Originally published by Greenbook.org / July 25, 2014
Gathering Consumer Feedback Has Morphed over the Years … or Has It?
By Donna Taglione
Market research has come a long way in the past 60 years as the methods used to collect information have evolved. One thing that hasn’t changed though is the importance of observation and conversation in research, and the nuanced information that such approaches can provide.
Once upon a time, (way back during the 1950’s and 60’s) women wearing hats and white gloves went to neighborhoods all over the country knocking on doors to find out how the lady of the house used a certain product, how she might want use it and what she liked and disliked about certain brands. Under the guidance of ‘Doc’ Smelser, P&G’s first head of market research, and tapping into a familiar business model of the time – the door-to-door salesman (think Fuller Brush and Hoover vacuums) – these interviewers were trained to ask questions conversationally.
These professionals were perhaps the first qualitative market researchers as they were literally conducting in-home interviews.
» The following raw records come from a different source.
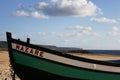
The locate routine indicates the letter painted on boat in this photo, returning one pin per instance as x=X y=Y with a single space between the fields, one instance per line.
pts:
x=27 y=50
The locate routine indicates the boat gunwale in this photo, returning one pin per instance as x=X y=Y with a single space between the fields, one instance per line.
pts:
x=67 y=65
x=64 y=54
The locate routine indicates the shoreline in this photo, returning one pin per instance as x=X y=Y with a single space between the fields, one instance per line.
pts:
x=5 y=69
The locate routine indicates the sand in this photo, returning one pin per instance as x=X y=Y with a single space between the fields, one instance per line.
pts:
x=4 y=66
x=5 y=69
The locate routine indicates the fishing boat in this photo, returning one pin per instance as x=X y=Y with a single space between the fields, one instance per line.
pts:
x=33 y=62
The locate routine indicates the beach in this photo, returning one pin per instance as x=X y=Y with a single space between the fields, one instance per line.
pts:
x=5 y=69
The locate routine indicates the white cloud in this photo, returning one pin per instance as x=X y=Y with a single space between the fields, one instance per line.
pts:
x=22 y=13
x=104 y=20
x=77 y=8
x=79 y=31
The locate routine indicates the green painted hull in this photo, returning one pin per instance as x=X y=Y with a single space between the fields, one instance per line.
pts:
x=62 y=70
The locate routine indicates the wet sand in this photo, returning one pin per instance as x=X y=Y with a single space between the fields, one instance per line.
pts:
x=5 y=69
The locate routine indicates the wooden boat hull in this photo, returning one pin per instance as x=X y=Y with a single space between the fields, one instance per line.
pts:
x=31 y=64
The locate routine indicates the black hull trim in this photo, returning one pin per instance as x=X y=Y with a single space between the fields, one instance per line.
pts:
x=28 y=73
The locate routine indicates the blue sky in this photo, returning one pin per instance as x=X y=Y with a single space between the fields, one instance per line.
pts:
x=88 y=24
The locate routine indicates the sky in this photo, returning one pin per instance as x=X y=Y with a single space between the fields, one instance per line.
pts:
x=87 y=24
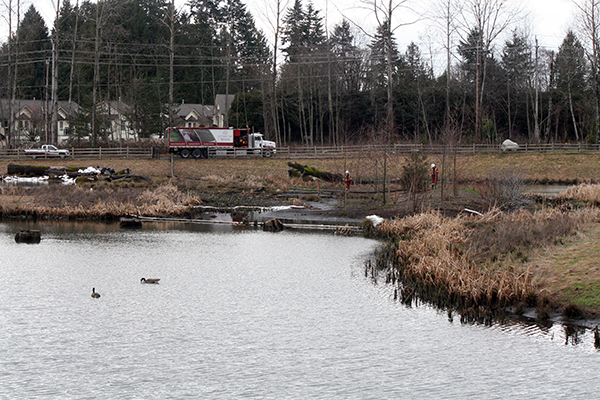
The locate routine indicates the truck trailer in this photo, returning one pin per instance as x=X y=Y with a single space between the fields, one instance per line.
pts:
x=199 y=142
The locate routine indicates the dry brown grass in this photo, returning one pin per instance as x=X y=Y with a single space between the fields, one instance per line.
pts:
x=589 y=193
x=432 y=253
x=478 y=260
x=89 y=203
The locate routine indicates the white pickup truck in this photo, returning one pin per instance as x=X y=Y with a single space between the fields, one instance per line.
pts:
x=46 y=151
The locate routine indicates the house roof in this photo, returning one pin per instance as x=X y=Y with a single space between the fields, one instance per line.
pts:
x=223 y=102
x=36 y=108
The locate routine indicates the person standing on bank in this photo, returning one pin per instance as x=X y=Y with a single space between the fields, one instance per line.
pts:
x=434 y=176
x=348 y=180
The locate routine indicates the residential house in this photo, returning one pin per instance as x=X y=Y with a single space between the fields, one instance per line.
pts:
x=188 y=114
x=117 y=114
x=222 y=105
x=33 y=120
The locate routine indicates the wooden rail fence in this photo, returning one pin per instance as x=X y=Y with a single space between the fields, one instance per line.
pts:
x=299 y=152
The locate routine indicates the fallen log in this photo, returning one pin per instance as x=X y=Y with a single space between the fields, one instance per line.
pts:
x=299 y=170
x=28 y=236
x=273 y=225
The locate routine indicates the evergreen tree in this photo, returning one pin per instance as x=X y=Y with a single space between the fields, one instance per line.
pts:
x=34 y=55
x=518 y=69
x=571 y=68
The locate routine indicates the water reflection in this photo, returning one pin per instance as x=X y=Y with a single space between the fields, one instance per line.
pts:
x=247 y=314
x=567 y=333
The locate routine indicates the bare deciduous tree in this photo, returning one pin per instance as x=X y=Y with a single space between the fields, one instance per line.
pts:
x=489 y=18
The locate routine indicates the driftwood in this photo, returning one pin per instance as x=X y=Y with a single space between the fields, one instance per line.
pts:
x=28 y=236
x=273 y=225
x=303 y=171
x=26 y=170
x=130 y=223
x=108 y=174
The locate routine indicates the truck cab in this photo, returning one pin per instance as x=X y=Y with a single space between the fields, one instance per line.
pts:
x=257 y=141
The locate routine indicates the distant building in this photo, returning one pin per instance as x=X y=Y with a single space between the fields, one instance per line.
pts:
x=223 y=104
x=32 y=120
x=117 y=114
x=189 y=114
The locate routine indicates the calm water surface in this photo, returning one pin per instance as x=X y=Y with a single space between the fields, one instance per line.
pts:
x=249 y=315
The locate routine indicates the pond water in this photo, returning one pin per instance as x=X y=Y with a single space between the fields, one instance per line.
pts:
x=242 y=314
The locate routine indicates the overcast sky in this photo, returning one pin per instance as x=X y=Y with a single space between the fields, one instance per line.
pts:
x=549 y=20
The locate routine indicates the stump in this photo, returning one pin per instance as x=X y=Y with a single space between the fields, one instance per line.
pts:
x=28 y=236
x=273 y=225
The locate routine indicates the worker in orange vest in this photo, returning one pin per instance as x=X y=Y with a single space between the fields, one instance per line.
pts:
x=348 y=180
x=434 y=175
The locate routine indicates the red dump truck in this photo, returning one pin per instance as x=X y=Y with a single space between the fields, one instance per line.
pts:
x=198 y=142
x=46 y=151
They carried no clip boards or writing materials. Only upon leaving the house did they record, from memory, the key points of each exchange. These first product tests used the technology of the time – observation and conversation – to get consumer feedback.
Fast forward to 2014 … considering the explosion of technology over the past 50+ years what is one of the most requested research techniques? In-home interviews. You know what they say – what goes around comes around! Observation and conversation are still a vital part of the qualitative research tool box today for a lot of really good reasons. Chief among them is the ability to watch the consumer interact with a product and talk with her (or him) as the interaction takes place. Ethnographers have always knows that respondents can’t tell us about things they don’t notice or do so unconsciously they’re not even aware they’re doing it. Observation is a powerful tool. There’s no failed memory, no “I think” this or “I’m pretty sure” that.
The ability to reach out and touch consumers in-the-moment provides marketers, packagers, R&D and consumer insight generators the ability to see the delights or experience the frustrations with a product as they are experienced. Research has always been conducted with the intent of making products better. Over time, the importance of observation and conversation has ebbed and flowed. In the mid-1960’s, as telephone interviewing capabilities surged, companies found they could conduct surveys across a wider target much more efficiently than going door-to-door. What they lacked in candid responses to a few questions they made up for with statistically valid data – tremendous amounts of data. But marketers wanted and needed more. More detail, more depth, more involvement and interaction.
Trying to understand the reasons behind the numbers, focus groups came out of suburban basements in the early 1980’s and facilities were built in nearly every major market across the country. Exploring the motivation behind a purchase, or understanding why an advertisement was successful (or wasn’t) was easier to accomplish with groups of like-minded or demographically similar people than it was going street by street knocking on doors.
Accelerate time even more to the late 1990’s and early 2000’s and recall when access to the Internet expanded the scope of marketing research even further. Respondents were no longer required to answer questions when the interviewer knocked or dialed; they could answer at a time that was convenient for them. Yet the more we change, the more we stay the same. Technology has helped us improve our ability to process information with speed and efficiency. But there simply is no replacing the detailed information and nuance that can be learned through observation and conversation. Keep in mind, though, these aren’t your grandmother’s in-homes! Today, we can enter the home of a consumer to watch them interact with a product and, with the placement of a small lipstick camera, we can also watch them interact with the product over time. We can drive around town with consumers and we can even follow them on vacation.
It is in these one-on-one observational situations that we truly pick up on distinctions that aren’t available online, by phone or via a completed mail or web survey. Sometimes we can’t even pick up on the same level of detail in a focus group. That’s why the 2014 researcher’s qualitative tool box needs to be extensive. Most importantly it should definitely include in-home interviews.
That doesn’t mean we have unlimited freedom to observe how consumers interact with a product in their home. We have found that a maximum of four researchers is an acceptable number of “observers” before the end user feels like she’s being watched a little too closely. Casual observation suddenly feels like surveillance! After all, how “normal” would you act with seven pairs of eyes watching your every move?
Besides with access to streaming video, not all observers even have to be in the house. Advances in technology allow researchers to see the in-home details that they would otherwise miss if they were not onsite. In addition, texting probes to onsite moderators actually allow clients to interact with the consumers while maintaining a sense of normalcy.
Naomi Henderson, RIVA founder and author of Secrets of a Master Moderator, explains it this way: “Quantitative research asks the questions, qualitative research questions the answers.” It is true that hearing, seeing, watching, and interacting with a consumer in their own environment trumps any biases that might exist utilizing an observational approach.
That’s one of the major reasons why observation and conversation, the only way to gather respondent feedback in the infancy of marketing research, are still a vital part of the consumer feedback loop today. Lucky for us we no longer have to go door-to-door to get them.